The IFLA Internet Manifesto

2002年8月23日 IFLAグラスゴー大会総会採択


 干渉されずに情報にアクセスできることは,自由と平等,地球規模での理解と平和に不可欠のものである。したがってIFLA(国際図書館連盟)は次のことを強く主張する。

情報,インターネット,図書館・情報サービスへの自由なアクセス

 図書館・情報サービス機関は,地球規模での情報源および思想・創造的著作物と人々とを結びつける活気にみちた組織である。図書館・情報サービス機関は,すべてのメディアにおける人間的表現と文化の多様さとの豊かさな蓄積を利用可能にする。

 地球規模でのインターネットは,町から離れたいちばん小さな集落に住んでいようと,あるいは最大の都市にいようと,世界中の個人とグループが情報に平等にアクセスできるようにし,それによって個人的成熟,教育や知的刺激,豊かな文化や経済活動,広い見聞や知識に基づいた民主主義への参加が可能になる。人は,自らの関心や知識,文化を世界のどこにでも発信することができる。

 図書館・情報サービス機関は,インターネットへの不可欠な入口を提供する。ある人々にとっては,利便と案内と援助を提供する機関であり,また他の人々にとっては利用し得る唯一のアクセス・ポイントである場合がある。これらの機関は,情報源や技術,訓練の相違によって生じる利用上の障壁をのりこえるのに必要な仕組みを提供するのである。

インターネットによる情報アクセスの自由に関する原則

 インターネットとその情報源すべてへのアクセスは,国際連合の世界人権宣言,特に次に述べるその19条と一致しなければならない。

   すべての人はそれぞれに意見をもち,それを発表する自由を権利としてもつ。
   これは,干渉されることなく意見をもつ自由と,どんな種類のメディアであれ,
   また国の違いを越えて,情報と思想を求め,受けとり,かつ伝える自由を含んでいる。

 インターネットの地球規模での相互接続は,この権利をすべての人々が享受できるようにするための一つの縦断である。したがってこのアクセスは,いかなる形であれ,思想的あるいは政治的,宗教的干渉にも,あるいは経済的障壁にも屈してはならない。

 図書館・情報サービス機関はまた,地域社会のすべての成員にサービスする責務がある。これは年齢や人種,国籍,宗教,文化,政治的立場,身体上または他の制約の有無,性別や性的志向,あるいは他のいかなる状況をも問わない。

 図書館・情報サービス機関は,利用者が自らの選択に基づいて情報を求める権利を支援しなければならない。

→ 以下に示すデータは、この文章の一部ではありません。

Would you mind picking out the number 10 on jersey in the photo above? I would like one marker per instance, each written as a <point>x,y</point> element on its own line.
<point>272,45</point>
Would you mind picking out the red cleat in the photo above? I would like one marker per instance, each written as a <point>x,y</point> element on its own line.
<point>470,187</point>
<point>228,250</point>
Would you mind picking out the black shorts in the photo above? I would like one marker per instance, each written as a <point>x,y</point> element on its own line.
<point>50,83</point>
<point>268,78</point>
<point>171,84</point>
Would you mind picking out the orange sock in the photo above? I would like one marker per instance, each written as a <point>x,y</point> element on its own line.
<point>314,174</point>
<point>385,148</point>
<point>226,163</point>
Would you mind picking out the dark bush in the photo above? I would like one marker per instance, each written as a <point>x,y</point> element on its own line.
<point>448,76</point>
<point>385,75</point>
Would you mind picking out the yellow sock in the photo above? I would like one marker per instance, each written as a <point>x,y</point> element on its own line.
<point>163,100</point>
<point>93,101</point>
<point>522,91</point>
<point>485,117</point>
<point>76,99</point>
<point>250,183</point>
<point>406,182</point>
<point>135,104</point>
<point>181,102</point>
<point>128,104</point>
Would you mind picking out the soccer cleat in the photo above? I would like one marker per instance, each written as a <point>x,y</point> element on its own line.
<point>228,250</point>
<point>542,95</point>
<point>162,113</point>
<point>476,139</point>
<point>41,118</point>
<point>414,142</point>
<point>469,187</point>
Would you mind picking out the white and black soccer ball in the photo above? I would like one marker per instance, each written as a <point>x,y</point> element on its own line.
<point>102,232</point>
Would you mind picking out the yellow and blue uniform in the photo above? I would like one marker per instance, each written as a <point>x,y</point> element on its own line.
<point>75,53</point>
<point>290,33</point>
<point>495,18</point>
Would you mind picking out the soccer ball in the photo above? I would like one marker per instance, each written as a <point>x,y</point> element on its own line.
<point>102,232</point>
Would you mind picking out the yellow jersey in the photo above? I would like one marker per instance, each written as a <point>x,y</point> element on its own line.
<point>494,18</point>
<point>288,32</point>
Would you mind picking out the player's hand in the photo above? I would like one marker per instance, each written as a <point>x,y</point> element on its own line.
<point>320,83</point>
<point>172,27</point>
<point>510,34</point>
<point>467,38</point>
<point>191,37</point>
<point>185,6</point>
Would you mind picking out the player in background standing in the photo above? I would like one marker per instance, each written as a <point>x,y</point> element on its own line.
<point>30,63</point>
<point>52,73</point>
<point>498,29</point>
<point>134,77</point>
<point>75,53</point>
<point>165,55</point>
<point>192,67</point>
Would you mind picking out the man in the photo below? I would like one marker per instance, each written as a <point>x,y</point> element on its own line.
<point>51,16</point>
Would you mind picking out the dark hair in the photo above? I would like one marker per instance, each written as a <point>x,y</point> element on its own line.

 図書館・情報サービス機関は,利用者のプライバシーを尊重すべきであり,利用した情報源を公表すべきでなないことを認識しなければならない。

 図書館・情報サービス機関は,質の高い情報とその伝達において,その利用を円滑にし,かつ促進する責任を有する。利用者は,その選択した情報源とサービスを自由にかつ確信に基づいて使えるように,必要な技術と適切な環境の援助を受けるべきである。

 インターネット上には,多くの価値ある情報源のほかに,不正確で誤解させられたり,時にはいらいらさせられるようなものもないわけではない。図書館員は,インターネットと電子情報の能率的かつ効果的な使い方を利用者が学べるように,情報と情報源を提供すべきである。図書館員は,質の高いネットワーク化された情報を,すべての子どもや若者たちを含むすべての利用者が信頼し,かつ容易に使えるように,先を見越して行動すべきである。

 図書館・情報サービス機関では,他の中核的なサービスと同様,インターネットへのアクセスは無料とするべきである。

宣言の実行

 IFLAは,国際機関に対し、世界中あまねくインターネットにアクセスできる状態にすることを支援すること,特に開発途上国において,インターネットによって提供される情報の地球規模での利益を獲得できるようにすることを,強く提言する。

 IFLAは,各国政府に対し,国民すべてがインターネットにアクセスできる国家的な情報基盤を構築するよう,強く提言する。

 IFLAは,すべての政府に対し,図書館・情報サービス機関を通してインターネット上で入手できる情報が,干渉されることなく流通するように支援するし,そのアクセスの検閲や禁止に反対するよう,強く提言する。

 IFLAは,図書館の方針や政策,計画を立てる図書館界の人々とその決定権をもつ人々に対し,この宣言において表明された基本原則を実現するよう,強く提言する。

この宣言は,国際図書館連盟・情報へのアクセスと表現の自由の委員会(IFLA/FAIFE)により起草された。